## Downloading Datasets via the Command Line

To download the dataset files from Google Drive via the command line, you can use the 
[gdown](https://github.com/wkentaro/gdown) package. Install it with:
```
pip install gdown
```

Then navigate to the folder you want to download the data to and run the following commands:
```
# Download Maze Dataset
gdown https://drive.google.com/uc?id=1pXM-EDCwFrfgUjxITBsR48FqW9gMoXYZ

# Download Block Stacking Dataset
gdown https://drive.google.com/uc?id=1VobNYJQw_Uwax0kbFG7KOXTgv6ja2s1M

# Download Office Dataset
gdown https://drive.google.com/uc?id=1FOE1kiU71nB-3KCDuxGqlAqRQbKmSk80

# Download Maze Dataset in smaller chunks (~3GB each)
gdown https://drive.google.com/uc?id=15fjt8QMC6xMpqTMftLF1RCWAe3jvklGb
gdown https://drive.google.com/uc?id=1aTz94EJYPU5A-h-EV5CxCIfd8io2e-EH
gdown https://drive.google.com/uc?id=1EiahoGgGiS7ol-Xx-DHIiEroZSeG9jEr
gdown https://drive.google.com/uc?id=1y5VafZN_95tHStEHKsoQvLrvw2y0pmRQ
``` 

Finally, unzip the downloaded zip files, update the `data_dir` in your config file to the unzipped directory with the dataset you want to use and then you are ready to start training! For the chunked maze data, make sure to copy all unzipped contents into a single folder called `maze`.

## Re-Generating Datasets

### Maze Dataset
To regenerate the maze dataset, [our fork of the D4RL repo](https://github.com/kpertsch/d4rl) needs to be cloned and installed.
It includes the script used to generate the maze dataset.

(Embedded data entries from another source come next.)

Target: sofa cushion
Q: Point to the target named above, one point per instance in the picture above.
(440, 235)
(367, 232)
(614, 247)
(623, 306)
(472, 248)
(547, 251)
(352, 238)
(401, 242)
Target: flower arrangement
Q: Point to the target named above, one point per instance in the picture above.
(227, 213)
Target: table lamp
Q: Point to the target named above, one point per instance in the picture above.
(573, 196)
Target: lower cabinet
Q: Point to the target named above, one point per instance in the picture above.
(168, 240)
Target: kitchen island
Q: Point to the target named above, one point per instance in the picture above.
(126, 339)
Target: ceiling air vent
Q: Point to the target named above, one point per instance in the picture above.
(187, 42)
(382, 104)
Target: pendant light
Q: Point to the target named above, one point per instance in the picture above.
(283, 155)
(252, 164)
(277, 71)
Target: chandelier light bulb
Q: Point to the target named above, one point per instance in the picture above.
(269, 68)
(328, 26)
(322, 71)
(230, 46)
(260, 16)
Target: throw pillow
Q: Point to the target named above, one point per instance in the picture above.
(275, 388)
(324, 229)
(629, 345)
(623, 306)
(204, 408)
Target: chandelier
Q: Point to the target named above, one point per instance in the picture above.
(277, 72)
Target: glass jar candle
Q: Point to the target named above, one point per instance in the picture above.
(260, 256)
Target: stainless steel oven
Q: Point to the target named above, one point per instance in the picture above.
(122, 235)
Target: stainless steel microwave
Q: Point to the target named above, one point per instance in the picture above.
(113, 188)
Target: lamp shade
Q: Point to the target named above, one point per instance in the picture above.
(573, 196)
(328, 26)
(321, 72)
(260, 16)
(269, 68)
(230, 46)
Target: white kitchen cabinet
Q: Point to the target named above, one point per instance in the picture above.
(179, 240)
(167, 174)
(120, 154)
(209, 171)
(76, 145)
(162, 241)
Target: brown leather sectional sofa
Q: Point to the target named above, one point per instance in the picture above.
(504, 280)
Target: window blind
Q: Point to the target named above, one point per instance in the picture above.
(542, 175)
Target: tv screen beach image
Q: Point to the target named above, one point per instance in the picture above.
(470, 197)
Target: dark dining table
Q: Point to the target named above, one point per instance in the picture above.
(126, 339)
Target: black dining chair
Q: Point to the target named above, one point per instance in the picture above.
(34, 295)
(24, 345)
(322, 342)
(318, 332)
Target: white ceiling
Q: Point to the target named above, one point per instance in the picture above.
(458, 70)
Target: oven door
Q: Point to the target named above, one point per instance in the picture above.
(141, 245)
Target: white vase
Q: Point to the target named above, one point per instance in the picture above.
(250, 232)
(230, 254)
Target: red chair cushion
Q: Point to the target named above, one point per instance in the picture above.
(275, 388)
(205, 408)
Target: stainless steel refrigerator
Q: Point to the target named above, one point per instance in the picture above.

Specifically, new data can be created by running:
```
cd d4rl
python3 scripts/generate_randMaze2d_datasets.py --render --agent_centric --save_images --data_dir=path_to_your_dir
```
Optionally, an argument `--batch_idx` allows to automatically generate a subfolder in `data_dir` with the batch index, 
so that multiple data generation scripts with different batch indices can be run in parallel
for accelerated data generation.

The number of trajectories that are getting generated can be controlled through the argument `--num_samples`; the size
of the randomly generated training mazes can be changed with `--rand_maze_size`. For a full list of all arguments, see
[```scripts/generate_randMaze2d_datasets.py```](https://github.com/kpertsch/d4rl/scripts/generate_randMaze2d_datasets.py#L72).


### Block Stacking Dataset
To regenerate the block stacking dataset we can use the config provided in [```spirl/configs/data_collect/block_stacking```](spirl/configs/data_collect/block_stacking/conf.py).
To start generation, run:
```
python3 spirl/rl/train.py --path=spirl/configs/data_collect/block_stacking --mode=rollout --n_val_samples=2e5 --seed=42 --data_dir=path_to_your_dir
```
If you want to run multiple data generation jobs in parallel, make sure to change the seed and set a different target 
data directory.


### Office Dataset
To regenerate the office dataset, you need to first install [our fork of the Roboverse repo](https://github.com/VentusYue/roboverse).

To start generation, run:
```
python3 scripts/scripted_collect_parallel.py -p 10 -n 50000 -t 250 -e Widow250OfficeRand-v0 -pl tableclean -a table_clean -d office_TA
```
This will start 10 parallel data collection workers that will jointly collect 50k sequences into the directory `${DATA_DIR}/roboverse/office_TA`.